A l'instar de Cannibal Holocaust et de Cannibal Ferox, La Secte des Cannibales n'échappe pas aux anathèmes, à la censure et aux quolibets via une interdiction aux moins de 18 ans. Néanmoins, une telle réprobation sera minorée par la suite.

Aujourd'hui, le film est interdit aux moins de 16 ans, ce qui est plutôt surprenant à l'aune des animosités. La distribution du long-métrage se compose de Robert Kerman, Janet Agren, Ivan Rassimov, Paoloa Sanatore et Mel Ferrer. Attention, SPOILERS ! (1) New York, 1980. La ville est frappée par une série de meurtres au moyen de flèches trempées dans du venin de cobra. À la suite d'un accident de la circulation au cours duquel l'assassin a trouvé la mort, la police locale découvre un film appartenant à Diana Morris (Paola Senatore), et elle convoque sa sœur Sheila (Janet Agren) dans l'espoir d'un indice. 

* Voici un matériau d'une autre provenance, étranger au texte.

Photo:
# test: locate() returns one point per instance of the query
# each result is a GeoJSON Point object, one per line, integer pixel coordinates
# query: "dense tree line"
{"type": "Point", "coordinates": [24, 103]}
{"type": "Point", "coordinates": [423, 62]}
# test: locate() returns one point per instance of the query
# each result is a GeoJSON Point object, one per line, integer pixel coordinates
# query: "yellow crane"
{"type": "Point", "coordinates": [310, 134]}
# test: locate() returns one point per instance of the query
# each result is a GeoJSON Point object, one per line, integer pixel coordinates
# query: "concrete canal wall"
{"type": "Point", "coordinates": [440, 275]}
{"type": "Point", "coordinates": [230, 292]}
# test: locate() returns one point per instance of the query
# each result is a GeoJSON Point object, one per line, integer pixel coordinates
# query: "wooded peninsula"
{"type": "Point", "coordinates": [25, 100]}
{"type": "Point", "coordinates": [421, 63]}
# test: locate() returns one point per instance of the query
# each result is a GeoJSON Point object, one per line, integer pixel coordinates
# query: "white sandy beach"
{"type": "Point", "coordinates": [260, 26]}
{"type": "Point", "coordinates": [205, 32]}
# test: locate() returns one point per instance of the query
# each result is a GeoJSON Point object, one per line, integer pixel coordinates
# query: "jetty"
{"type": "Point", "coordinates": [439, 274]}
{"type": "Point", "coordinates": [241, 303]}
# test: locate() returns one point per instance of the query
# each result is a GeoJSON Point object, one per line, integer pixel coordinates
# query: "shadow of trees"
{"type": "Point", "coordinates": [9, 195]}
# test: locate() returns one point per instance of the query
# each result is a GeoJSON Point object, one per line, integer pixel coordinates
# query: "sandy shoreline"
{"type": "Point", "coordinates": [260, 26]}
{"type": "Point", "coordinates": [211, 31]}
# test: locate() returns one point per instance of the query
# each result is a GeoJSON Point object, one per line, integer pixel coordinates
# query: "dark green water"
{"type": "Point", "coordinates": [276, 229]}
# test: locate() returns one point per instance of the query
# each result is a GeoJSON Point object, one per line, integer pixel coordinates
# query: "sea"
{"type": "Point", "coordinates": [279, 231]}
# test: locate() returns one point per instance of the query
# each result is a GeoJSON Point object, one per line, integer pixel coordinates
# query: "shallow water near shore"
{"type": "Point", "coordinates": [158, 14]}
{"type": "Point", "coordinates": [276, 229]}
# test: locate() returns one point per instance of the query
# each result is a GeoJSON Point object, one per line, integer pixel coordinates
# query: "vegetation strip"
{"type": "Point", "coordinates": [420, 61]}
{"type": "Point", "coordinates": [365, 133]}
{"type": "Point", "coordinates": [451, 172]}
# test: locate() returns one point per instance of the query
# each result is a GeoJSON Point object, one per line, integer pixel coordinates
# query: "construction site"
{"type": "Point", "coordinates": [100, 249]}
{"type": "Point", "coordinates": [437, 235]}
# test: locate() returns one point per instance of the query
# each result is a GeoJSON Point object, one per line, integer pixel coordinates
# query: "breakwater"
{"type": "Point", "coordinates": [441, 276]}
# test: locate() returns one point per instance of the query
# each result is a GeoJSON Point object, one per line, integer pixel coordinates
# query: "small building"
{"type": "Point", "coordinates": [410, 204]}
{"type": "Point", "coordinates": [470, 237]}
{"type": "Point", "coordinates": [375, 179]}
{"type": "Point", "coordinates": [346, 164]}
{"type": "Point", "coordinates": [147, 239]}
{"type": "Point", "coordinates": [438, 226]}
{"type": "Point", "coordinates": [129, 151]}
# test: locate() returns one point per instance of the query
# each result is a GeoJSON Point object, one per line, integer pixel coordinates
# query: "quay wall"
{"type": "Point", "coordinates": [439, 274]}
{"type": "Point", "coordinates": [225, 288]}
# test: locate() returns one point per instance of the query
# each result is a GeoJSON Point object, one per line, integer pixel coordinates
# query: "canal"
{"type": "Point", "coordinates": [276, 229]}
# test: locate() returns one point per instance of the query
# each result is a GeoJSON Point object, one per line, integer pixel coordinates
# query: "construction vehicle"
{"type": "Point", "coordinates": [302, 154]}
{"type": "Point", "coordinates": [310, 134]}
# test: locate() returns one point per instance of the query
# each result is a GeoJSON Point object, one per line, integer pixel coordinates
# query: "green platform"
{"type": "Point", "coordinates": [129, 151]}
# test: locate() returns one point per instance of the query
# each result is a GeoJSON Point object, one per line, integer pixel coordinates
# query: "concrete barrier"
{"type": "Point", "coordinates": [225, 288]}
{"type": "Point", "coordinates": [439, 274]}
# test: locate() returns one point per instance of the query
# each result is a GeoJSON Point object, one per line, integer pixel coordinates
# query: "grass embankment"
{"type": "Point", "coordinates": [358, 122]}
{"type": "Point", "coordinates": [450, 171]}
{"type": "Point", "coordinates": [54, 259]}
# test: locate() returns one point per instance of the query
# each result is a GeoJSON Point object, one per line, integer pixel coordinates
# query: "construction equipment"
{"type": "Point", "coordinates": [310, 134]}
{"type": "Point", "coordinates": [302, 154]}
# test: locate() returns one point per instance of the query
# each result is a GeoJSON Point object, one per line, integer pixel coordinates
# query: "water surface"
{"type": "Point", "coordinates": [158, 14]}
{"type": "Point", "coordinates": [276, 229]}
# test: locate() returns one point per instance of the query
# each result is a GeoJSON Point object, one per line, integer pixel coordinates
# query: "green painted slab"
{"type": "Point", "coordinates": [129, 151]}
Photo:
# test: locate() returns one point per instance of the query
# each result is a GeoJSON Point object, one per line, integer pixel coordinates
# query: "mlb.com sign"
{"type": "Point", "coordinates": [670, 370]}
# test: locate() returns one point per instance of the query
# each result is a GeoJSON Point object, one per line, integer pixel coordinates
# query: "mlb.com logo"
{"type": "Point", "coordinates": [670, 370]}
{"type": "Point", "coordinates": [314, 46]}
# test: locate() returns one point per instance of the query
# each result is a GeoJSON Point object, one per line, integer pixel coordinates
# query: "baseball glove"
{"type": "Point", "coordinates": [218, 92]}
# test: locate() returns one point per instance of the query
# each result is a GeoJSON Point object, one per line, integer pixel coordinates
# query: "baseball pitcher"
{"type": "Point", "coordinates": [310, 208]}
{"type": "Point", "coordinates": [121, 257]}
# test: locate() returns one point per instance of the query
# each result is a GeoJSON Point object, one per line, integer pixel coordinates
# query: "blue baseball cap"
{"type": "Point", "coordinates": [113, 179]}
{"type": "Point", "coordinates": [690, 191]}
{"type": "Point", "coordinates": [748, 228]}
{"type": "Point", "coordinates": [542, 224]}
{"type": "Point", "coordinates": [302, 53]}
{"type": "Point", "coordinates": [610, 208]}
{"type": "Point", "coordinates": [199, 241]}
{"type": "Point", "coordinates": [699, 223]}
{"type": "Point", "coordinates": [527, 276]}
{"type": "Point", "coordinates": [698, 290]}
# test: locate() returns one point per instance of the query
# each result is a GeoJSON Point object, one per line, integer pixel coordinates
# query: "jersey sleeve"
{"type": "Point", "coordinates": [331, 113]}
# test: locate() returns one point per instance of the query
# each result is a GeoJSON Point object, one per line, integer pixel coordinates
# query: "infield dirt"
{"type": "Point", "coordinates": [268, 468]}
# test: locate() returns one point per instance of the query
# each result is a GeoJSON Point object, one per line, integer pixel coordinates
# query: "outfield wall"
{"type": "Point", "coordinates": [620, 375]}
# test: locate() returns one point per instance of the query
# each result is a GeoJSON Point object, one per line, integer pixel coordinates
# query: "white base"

Sheila elle-même, inquiète du sort de sa sœur dont elle n'a pas de nouvelles depuis longtemps, part en secret à sa recherche. L'analyse de la vidéo semble conduire à une communauté religieuse new-yorkaise appelée Secte de la Purification, qui aux ordres du gourou Melvyn Jonas (Ivan Rassimov), a fondé un village au cœur de la jungle de Nouvelle-Guinée, après que quelques mois plus tôt il ait convaincu la secte tout entière de s'y réfugier pour rejeter la civilisation occidentale et revenir aux origines, sans se préoccuper des dangers qu'offrent l'environnement hostile et les tribus indigènes cannibales.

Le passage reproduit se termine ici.